M, 98 minutes
Review by © Jane Freebury
Riffing on Agatha Christie’s work, it has a focus on its a pair of unlikely young coppers rather than the potential victims, and manages a life of its own
Even if the phenomenal success that The Mousetrap has enjoyed is a mystery to us, we have to hand it to the stage play that has broken all records in London’s West End. As the quintessential English whodunnit nears its 70th year in production it doesn’t seem to be about to end its record-breaking run anytime soon.
The Agatha Christie brand doesn’t guarantee box-office success, however. Grandiose adaptations of her work that were directed by Kenneth Branagh have been a mixed success despite the A-list casts and the high production values.

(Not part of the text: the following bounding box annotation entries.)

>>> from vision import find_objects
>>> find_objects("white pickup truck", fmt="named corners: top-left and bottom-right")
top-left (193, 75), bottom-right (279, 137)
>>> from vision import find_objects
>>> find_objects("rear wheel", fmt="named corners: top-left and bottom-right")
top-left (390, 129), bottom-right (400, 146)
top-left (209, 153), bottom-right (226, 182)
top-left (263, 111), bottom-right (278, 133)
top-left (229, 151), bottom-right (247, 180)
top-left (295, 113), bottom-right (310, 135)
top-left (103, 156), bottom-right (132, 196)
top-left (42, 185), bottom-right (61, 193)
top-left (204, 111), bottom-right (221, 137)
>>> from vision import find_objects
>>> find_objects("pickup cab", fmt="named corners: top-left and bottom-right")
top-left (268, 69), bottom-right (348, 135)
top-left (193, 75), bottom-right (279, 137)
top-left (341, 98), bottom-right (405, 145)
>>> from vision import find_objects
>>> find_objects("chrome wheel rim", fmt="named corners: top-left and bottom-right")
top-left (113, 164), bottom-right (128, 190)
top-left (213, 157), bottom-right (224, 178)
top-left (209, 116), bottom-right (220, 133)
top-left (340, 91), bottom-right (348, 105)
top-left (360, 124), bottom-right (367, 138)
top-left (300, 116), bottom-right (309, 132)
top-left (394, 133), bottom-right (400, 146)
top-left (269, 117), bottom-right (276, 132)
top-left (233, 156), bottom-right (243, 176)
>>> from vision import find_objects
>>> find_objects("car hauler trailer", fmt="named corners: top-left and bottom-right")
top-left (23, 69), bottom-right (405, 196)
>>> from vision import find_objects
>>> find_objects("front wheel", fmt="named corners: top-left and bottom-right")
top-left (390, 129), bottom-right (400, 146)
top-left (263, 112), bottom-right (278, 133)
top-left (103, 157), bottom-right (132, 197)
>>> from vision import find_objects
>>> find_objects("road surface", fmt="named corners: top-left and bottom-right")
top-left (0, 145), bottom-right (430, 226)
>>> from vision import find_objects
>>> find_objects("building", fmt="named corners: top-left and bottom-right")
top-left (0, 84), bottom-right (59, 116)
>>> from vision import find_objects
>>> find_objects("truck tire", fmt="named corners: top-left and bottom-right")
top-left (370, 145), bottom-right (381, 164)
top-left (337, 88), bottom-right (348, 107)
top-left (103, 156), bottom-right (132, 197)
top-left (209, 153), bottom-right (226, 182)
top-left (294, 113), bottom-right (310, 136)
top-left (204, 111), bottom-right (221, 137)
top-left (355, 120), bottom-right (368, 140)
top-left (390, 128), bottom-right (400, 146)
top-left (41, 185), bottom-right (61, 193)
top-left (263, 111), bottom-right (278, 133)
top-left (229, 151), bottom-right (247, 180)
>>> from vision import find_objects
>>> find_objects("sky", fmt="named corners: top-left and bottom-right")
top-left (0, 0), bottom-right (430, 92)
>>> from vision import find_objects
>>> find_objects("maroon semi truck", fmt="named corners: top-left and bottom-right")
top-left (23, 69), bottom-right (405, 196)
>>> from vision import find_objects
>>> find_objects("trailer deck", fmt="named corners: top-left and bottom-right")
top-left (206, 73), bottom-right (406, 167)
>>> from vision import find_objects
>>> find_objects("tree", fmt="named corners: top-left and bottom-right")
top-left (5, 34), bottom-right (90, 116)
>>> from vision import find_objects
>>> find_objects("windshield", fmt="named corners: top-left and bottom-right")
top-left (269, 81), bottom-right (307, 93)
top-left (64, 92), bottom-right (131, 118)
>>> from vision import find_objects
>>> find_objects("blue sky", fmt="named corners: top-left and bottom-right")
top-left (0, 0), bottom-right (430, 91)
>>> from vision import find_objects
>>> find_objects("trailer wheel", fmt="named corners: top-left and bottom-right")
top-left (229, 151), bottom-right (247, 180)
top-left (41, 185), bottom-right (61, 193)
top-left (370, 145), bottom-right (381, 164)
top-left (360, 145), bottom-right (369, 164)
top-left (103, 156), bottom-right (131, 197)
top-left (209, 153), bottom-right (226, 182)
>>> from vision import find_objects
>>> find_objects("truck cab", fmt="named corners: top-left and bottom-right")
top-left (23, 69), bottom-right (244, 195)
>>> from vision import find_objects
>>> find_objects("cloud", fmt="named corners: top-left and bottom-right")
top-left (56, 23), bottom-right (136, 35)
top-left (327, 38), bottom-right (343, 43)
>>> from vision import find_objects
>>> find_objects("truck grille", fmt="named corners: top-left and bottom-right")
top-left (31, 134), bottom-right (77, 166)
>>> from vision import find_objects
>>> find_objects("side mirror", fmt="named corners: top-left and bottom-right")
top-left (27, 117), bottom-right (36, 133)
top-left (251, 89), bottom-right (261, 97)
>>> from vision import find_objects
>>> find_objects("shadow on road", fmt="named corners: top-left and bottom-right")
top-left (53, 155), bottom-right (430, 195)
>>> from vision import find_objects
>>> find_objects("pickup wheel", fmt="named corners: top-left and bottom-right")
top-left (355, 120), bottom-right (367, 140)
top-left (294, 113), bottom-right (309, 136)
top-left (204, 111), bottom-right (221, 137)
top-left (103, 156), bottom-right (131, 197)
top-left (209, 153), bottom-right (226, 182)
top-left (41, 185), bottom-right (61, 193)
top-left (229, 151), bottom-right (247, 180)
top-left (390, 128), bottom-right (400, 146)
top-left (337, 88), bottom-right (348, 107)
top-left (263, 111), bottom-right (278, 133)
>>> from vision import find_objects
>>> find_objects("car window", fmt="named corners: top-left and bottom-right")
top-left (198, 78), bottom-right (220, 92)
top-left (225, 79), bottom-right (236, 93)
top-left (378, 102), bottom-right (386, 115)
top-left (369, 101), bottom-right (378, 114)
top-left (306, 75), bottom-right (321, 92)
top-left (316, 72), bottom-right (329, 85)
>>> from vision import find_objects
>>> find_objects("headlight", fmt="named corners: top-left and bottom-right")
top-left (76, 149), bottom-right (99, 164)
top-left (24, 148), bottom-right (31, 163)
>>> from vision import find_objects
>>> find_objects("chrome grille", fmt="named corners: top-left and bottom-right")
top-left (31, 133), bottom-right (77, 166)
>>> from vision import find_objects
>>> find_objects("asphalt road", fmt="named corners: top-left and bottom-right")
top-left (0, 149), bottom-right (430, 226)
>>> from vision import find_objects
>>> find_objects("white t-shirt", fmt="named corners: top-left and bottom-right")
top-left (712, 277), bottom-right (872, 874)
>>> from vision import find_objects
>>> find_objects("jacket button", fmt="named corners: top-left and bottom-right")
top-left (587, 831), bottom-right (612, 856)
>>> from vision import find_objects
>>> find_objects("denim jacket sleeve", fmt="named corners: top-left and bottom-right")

The most recent versions of Murder on the Orient Express and Death on the Nile may have stuck closely to the original, but this breezy new caper, See How They Run, is a riff on Christie’s work that has a life of its own. Written by Mark Chappell and directed by Tom George, both of whom have a television background, it is jaunty, crisp and undeniable fun.
The opening set-up is narrated by Adrien Brody’s bored and dismissive director, Leo Kopernick. Over from Hollywood with hopes of directing a film version of The Mousetrap when it ends its run in the West End, he is attending an event to celebrate the play’s 100th performance, along with the cast and crew.
No one holds as much of a grudge as the mysterious figure in pork pie hat and overcoat who dispatches him with a sewing machine while alone backstage
He hasn’t even seen the play and yet is sure it is a second-rate murder mystery that he could make it marginally more interesting as a film. He insults both the play’s leading man and lady, Richard Attenborough (Harris Dickinson) and his wife Sheila Sim (Pearl Chanda), and a number of others. The playwright, Mervyn Cocker-Norris (David Oyelowo), would like to see the back of him, but no one holds as much of a grudge as the mysterious figure in pork pie hat and large overcoat who dispatches Kopernick with a sewing machine while he is alone backstage.
As the most obnoxious character in this whodunnit he would, by his own prediction, become the first murder victim. The obnoxious Kopernick has demonstrated that he is the perfect fit.
When the police arrive, the focus shifts from the theatre and film crowd to the inspector and his rookie colleague who are in charge of the murder investigation. Inspector Stoppard and Constable Stalker, gorgeously played by Sam Rockwell and Saoirse Ronan, arrive on the scene.
Much more relatable and infinitely better company than the tiresome, pompous characters who are the potential murder victims
As a movie buff with her head stuffed with details that she can’t keep quiet about, Stalker is star-struck to begin with as she takes part in the investigative interviews with actors and writers. Even if she has a bad habit of jumping to conclusions, she is thorough, writing extensive notes while Stoppard relies on his instincts. She soon wises up to her shambolic superior, always one to slip into the pub for a sly drink when he can excuse himself. They make a great pair.
The single location where suspects in a whodunit are typically confined until the crime is solved, is largely done away with. The action takes place across London, except for some brief scenes towards the end where it moves to Agatha Christie’s manor. As the eccentric writer, Shirley Henderson is memorable in a small role.
With a title like See How They Run, the film is obviously riffing on the children’s nursery rhyme Three Blind Mice that gets an airing in The Mousetrap too. With characters named Stalker and Stoppard, it won’t be any surprise to hear that there is also plenty of wordplay of little significance, sometimes laboured, to remind us that we are watching high farce.
It was interesting to read that the late Richard Attenborough, older brother of broadcaster David, and his wife Sheila Sim were members of the original cast that opened the play. There are other people drawn from real life who are portrayed in the film. The producer John Woolf (Reece Shearsmith), and Christie herself, of course, too. London’s grand West End plays itself, of course.
See How They Run is funny, brisk and witty, with a wonderful pair of lead characters. Maybe not as sharp as other recent Christie spoofs, but it’s an entertaining hour and a half.